XXI
Je reviens au premier jour. Ou plutôt au premier
soir. Le soir de l’arrivée de l’Anderer
dans notre village. J’ai dit sa rencontre avec l’aîné des Dörfer,
mais je n’ai pas dit son arrivée à l’auberge, quelques instants
plus tard. Je me suis fait raconter à trois reprises et par trois
témoins différents : Schloss lui-même, Menigue Wirfrau le
boulanger, qui était venu à l’auberge boire un verre de vin, et
Doris Klattermeier, une jeune fille toute rose aux cheveux pâles
comme des foins qui passait dans la rue à ce moment.

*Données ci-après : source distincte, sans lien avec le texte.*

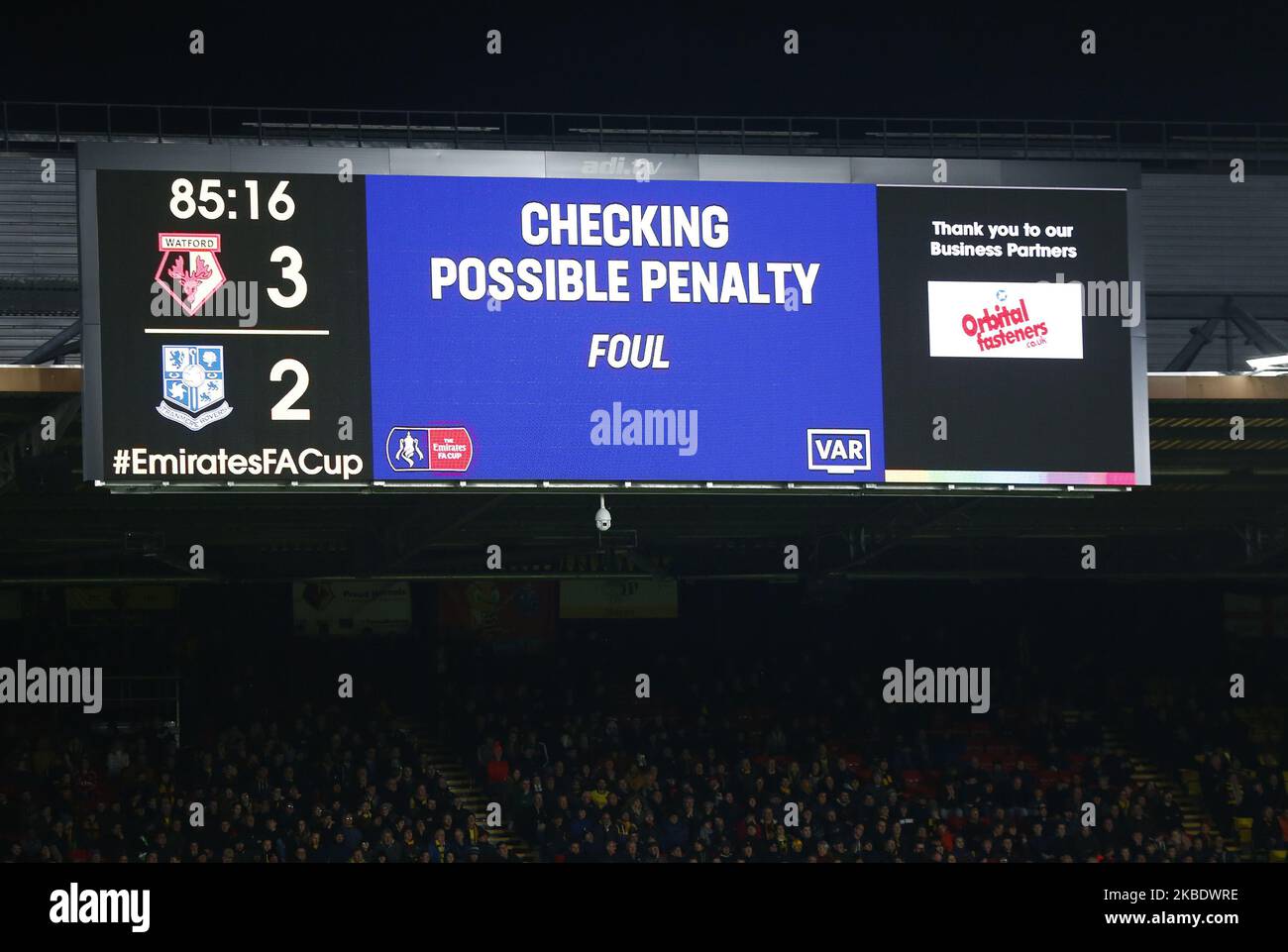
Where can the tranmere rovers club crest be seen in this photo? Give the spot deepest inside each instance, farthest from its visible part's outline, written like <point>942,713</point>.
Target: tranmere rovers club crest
<point>189,268</point>
<point>192,384</point>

Des témoins,
il y en avait d’autres, dans l’auberge et au-dehors, mais les trois
que j’avais interrogés m’avaient dit les faits exactement de la
même façon – à un détail près –, et je n’ai pas cru bon d’aller
plus loin.
L’Anderer était
descendu de sa monture quand il avait parlé avec le fils Dörfer, et
il avait continué à cheminer ainsi dans les rues, tenant par la
bride son cheval, l’âne suivant quelques pas derrière eux. Parvenu
devant l’auberge, il avait noué les brides à l’anneau, puis, plutôt
que de faire comme tout le monde, c’est-à-dire de pousser la porte
et d’entrer, il avait frappé trois coups et attendu. C’était
tellement inhabituel cette pratique qu’il attendit longtemps.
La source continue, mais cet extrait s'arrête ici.